I realize this is probably too simple a question but would appreciate any help.
Edit: I should add that we know $\sum\limits_{i}^n b_i = 1$ and $\sum\limits_{i}^n\sum\limits_{j}^m A_{i,j} = 1$
In a general sense, no, the two statements are not equivalent. However, there are specific scenarions where the equivalence could hold true.
So let's first answer the question of whether they are always equivalent:
The first statement:
$$\sum_{i=1}^n\alpha = \sum_{i=1}^n\sum_{j=1}^mA_{i,j}b_i$$
sums the constant $\alpha$ over $i$ from 1 to $n$, effectively multiplying $\alpha$ by $n$. It implies that the sum of $\alpha$ over $n$ terms equals the sum of products of $A$'s entries with $b$'s entries over all rows and columns, as you pointed out. It's a statement about the entire matrix $A$ and the vector $b$.
The second statement:
$$\alpha = \sum_{j=1}^m A_{i, j}b_i$$
equates $\alpha$ to the sum over $j$ of the product of the matrix $A$'s entries and the vector $b$'s entries for a fixed $i$. It is a per-row statement, saying that for each row $i$, $\alpha$ equals the sum of the products of the entries of that row with the corresponding entries of $b$.

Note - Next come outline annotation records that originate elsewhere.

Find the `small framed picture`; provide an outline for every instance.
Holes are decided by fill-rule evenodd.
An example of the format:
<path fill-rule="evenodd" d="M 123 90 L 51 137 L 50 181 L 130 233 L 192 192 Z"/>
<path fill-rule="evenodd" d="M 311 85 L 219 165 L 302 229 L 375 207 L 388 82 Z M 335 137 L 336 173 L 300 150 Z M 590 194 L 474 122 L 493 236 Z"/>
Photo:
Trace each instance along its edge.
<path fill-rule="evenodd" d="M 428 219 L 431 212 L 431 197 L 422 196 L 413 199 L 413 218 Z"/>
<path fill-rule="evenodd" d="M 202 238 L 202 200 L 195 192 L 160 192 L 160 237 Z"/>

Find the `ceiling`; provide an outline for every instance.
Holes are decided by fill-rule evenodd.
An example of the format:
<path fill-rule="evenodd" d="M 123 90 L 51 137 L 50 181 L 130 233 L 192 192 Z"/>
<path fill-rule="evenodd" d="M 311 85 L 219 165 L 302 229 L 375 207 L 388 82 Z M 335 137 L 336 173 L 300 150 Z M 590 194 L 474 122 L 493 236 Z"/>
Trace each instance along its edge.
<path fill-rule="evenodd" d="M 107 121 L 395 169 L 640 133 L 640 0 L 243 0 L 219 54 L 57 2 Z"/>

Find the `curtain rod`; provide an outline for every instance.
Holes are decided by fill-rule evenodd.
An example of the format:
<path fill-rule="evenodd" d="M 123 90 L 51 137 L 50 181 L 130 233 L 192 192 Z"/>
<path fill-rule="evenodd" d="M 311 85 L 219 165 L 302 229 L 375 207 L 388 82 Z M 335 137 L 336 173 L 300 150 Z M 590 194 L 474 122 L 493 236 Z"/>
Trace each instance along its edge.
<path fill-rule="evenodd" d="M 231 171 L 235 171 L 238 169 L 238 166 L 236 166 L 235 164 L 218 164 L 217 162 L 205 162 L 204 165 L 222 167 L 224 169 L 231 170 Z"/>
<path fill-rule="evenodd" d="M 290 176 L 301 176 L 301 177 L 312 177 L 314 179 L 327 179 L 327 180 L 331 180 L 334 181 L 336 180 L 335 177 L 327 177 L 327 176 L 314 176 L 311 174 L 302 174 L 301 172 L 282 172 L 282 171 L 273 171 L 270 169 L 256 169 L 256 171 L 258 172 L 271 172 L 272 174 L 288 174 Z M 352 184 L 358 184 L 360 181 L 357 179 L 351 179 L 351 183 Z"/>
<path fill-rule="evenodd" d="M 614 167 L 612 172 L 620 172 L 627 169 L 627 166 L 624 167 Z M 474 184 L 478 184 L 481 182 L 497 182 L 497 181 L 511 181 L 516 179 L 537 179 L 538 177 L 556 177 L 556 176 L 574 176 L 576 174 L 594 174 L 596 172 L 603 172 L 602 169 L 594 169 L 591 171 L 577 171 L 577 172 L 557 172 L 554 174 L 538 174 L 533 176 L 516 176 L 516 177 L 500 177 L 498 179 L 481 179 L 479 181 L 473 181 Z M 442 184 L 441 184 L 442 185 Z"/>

Therefore, as you correctly pointed out, they describe different relationships, and are not, at face value, equivalent.
Let us now look at some scenarios where specific conditions of $A$, $b$, or $\alpha$ could make them equivalent:
If each row of the matrix $A$ multiplies with vector $b$ to give the same sum, which is $\alpha$, the equivalence holds.
If the matrix $A$ and vector $b$ are structured in such a way that the product of each row of $A$ with $b$ yields the same scalar $\alpha$, the equivalence holds.
If $\alpha$ is defined or derived in a way that makes it equal to the sum of products for each row of $A$ and $b$, the equivalence holds.
Hope this helps. Good luck with your studies!